La luz nocturna de Tinny, que no podía dormir sin ella.

Constantine, o Tinny, como lo había llamado siempre la familia, tenía que haber ido con sus padres en el viaje fatídico del avión que se estrelló, pero en el último momento les había suplicado que lo dejaran viajar a St. Philippe, su isla privada en el Caribe, al día siguiente con Zale.

Cinco años después, Zale seguía dando gracias a diario porque Tinny no hubiera estado a bordo. Era toda la familia que le quedaba, pero su hermano todavía echaba mucho de menos a sus padres, todavía preguntaba por ellos con la esperanza de que quizá volvieran algún día.
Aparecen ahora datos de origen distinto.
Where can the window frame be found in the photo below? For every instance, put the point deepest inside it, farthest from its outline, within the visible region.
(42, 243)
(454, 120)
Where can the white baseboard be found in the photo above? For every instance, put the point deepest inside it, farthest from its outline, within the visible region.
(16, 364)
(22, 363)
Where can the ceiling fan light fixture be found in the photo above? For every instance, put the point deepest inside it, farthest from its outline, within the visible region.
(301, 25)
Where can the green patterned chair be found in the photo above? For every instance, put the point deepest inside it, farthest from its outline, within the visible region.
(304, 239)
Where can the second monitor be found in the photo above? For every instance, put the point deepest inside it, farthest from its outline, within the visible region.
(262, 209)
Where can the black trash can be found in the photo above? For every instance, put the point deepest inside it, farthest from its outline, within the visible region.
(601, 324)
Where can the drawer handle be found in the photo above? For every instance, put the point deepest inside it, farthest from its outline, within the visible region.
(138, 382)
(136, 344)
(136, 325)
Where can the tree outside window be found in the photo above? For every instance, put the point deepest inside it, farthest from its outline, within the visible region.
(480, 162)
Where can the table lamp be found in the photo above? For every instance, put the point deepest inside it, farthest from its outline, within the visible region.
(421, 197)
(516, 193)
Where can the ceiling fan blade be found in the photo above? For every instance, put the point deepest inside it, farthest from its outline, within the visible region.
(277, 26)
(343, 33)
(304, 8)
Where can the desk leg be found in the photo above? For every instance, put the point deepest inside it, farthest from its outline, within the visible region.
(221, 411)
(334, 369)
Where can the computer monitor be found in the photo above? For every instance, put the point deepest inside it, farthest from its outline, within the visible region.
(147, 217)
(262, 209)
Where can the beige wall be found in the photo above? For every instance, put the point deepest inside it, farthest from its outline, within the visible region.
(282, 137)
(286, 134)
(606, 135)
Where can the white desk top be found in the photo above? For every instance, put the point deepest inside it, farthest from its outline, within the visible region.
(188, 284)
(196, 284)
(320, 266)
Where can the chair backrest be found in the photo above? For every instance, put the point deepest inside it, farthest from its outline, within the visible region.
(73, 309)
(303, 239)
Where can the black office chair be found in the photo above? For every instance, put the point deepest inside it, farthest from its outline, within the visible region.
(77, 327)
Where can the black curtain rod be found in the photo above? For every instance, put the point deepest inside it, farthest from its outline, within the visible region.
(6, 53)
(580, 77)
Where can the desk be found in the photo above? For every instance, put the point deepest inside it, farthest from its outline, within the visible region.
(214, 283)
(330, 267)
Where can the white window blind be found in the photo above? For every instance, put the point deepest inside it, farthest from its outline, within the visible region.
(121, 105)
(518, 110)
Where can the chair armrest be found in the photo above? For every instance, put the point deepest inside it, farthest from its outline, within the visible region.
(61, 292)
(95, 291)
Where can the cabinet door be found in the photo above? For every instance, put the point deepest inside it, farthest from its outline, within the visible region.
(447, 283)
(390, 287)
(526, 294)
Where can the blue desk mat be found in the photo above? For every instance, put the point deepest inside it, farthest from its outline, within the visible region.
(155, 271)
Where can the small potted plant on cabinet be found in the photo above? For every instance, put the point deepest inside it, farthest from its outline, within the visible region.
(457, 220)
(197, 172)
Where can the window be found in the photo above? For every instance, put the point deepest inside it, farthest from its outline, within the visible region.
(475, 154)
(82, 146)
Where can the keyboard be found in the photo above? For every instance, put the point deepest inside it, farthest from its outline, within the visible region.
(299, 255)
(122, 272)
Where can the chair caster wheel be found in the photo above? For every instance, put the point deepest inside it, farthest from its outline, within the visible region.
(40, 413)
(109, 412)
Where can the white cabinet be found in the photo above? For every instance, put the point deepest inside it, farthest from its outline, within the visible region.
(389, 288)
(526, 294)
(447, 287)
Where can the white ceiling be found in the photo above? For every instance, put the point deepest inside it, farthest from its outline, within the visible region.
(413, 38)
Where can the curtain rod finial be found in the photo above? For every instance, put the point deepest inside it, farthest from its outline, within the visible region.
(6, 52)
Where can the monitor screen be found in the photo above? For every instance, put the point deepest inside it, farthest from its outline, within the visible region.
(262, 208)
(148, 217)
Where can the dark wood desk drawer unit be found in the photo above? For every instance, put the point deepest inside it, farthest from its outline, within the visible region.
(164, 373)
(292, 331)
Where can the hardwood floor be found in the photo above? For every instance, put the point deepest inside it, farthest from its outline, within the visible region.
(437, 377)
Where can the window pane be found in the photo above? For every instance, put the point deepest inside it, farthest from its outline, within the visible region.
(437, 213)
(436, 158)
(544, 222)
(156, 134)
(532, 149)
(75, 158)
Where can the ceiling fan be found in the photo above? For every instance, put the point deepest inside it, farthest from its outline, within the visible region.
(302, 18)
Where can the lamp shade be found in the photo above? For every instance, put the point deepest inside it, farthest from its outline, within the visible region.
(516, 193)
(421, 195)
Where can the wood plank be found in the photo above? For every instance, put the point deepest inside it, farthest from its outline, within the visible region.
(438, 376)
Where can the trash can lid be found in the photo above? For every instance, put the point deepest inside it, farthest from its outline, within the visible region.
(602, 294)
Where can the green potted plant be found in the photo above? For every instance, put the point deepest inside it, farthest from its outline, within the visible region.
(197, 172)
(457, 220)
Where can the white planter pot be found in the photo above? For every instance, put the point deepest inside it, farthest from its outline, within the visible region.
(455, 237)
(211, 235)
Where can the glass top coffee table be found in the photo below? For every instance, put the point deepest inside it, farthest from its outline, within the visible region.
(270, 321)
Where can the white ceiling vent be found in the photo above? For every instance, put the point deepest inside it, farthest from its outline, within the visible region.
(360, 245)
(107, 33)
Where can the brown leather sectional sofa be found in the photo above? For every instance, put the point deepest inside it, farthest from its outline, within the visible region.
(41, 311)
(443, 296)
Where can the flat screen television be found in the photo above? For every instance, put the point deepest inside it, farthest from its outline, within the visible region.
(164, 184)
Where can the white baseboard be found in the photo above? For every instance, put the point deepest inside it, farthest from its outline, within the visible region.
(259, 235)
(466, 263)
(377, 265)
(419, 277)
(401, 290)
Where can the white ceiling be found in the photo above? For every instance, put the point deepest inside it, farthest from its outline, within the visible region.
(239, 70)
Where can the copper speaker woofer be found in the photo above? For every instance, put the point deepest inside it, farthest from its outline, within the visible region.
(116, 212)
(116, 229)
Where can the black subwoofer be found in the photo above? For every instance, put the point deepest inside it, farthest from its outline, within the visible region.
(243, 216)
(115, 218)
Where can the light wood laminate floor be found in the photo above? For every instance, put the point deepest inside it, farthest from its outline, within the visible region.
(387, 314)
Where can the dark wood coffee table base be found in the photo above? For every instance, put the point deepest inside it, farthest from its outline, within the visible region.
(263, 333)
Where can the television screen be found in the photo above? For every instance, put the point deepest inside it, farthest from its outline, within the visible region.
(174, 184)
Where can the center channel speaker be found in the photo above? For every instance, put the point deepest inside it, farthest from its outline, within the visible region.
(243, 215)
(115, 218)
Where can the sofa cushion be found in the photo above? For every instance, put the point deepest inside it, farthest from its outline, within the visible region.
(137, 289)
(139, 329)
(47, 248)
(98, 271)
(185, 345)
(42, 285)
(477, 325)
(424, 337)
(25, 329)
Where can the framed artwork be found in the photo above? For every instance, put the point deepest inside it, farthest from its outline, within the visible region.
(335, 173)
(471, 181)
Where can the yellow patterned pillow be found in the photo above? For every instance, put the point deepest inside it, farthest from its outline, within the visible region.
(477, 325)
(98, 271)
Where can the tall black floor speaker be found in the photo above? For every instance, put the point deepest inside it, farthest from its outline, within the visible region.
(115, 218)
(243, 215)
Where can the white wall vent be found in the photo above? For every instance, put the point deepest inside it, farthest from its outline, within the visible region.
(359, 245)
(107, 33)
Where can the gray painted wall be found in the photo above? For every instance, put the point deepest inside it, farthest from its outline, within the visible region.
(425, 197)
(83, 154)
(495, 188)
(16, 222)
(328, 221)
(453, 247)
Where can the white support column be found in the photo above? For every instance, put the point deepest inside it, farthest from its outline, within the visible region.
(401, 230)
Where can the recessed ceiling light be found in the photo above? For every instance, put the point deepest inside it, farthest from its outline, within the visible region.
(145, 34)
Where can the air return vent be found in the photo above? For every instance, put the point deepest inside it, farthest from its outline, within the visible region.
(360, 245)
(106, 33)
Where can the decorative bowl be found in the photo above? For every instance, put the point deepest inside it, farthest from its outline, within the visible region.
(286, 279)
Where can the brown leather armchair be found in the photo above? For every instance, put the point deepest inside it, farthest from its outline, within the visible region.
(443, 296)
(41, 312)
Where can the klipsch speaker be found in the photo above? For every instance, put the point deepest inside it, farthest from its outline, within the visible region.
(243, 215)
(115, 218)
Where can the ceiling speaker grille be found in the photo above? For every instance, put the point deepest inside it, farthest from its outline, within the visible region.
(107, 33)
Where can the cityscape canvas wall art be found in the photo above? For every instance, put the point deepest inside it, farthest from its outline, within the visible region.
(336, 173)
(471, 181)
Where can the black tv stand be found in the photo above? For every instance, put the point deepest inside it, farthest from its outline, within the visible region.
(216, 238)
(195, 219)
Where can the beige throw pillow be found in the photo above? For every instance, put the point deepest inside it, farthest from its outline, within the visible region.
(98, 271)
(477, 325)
–Majestad –susurró la señora Sivka, la niñera de noche de Tinny. Salió de las sombras en camisón–. Está bien. Duerme como un corderito.

–Siento no haber pasado antes a darle las buenas noches.

–Sabía que esta noche había algo muy importante y no vendría –la señora Sivka sonrió–. ¿Cómo ha ido, Majestad? ¿Es tan hermosa como dicen?

Zale sintió una opresión extraña en el pecho.

–Sí.

–Tinny está deseando conocerla. Hoy no hablaba de otra cosa.

–La conocerá pronto, lo prometo.

–¿Mañana?

–No, todavía quedan algunas cosas que aclarar.

–Lo comprendo. El príncipe Constantino conocerá a su prometida cuando sea el momento oportuno –la mujer sonrió–. Estoy orgullosa de usted. Sus padres también lo estarían. Se merece todo lo bueno que le pase.

–Usted no puede decir otra cosa –musitó Zale–. También fue mi niñera.

–Eso es verdad. Y mírelo ahora.

Él sonrió.

–Buenas noches, señora Sivka.

–Buenas noches, Majestad.

Zale se dirigió a su habitación. Tenía la sensación de llevar toda la noche en una montaña rusa de emociones y eso no le gustaba.

Raramente se dejaba llevar por los sentimientos. Pero Emmeline lo tenía confuso. No era como la recordaba. No se parecía nada a la princesa fría del pasado y esa noche había conseguido llegarle muy adentro.

Aquello no era bueno. Los dos sabían que la suya no era una unión por amor sino un acuerdo bien orquestado con incentivos económicos importantes. Cada paso de su relación estaba descrito y detallado en el borrador final del documento de setenta páginas que firmarían por la mañana.

Podía desearla y disfrutar de ella, pero no podía olvidar que su relación era, ante todo y sobre todo, un negocio.

Y eso implicaba que no podía permitirse dejarse distraer por una hermosa cara y un cuerpo exuberante.

Por suerte, él era famoso por su disciplina. La misma disciplina que lo había hecho triunfar en los estudios y los deportes y lo hacía tener éxito ahora como soberano de Raguva.

Al criarse como el segundo de tres hijos, había tenido que soportar pocas presiones. Nadie tenía expectativas demasiado elevadas para él. Pero Zale sí las tenía para sí mismo. Desde muy joven había estado decidido a encontrar su lugar en el mundo, a hacerse un hueco que fuera únicamente suyo. Y así, mientras su hermano Stephen, el príncipe heredero, aprendía los fundamentos de dirigir una monarquía, él aprendía a jugar al fútbol.

Su hermano mayor sería rey algún día y él jugaría al fútbol profesional.

Zale tenía dieciséis años y estudiaba en un internado de Inglaterra cuando diagnosticaron leucemia a su hermano mayor, de diecinueve. Sus padres y Tinny se habían trasladado a Londres para estar con Stephen durante los tratamientos de quimio y radio.

Stephen había luchado duro durante tres años. Había soportado dolores terribles con la esperanza de que el tratamiento venciera a la leucemia.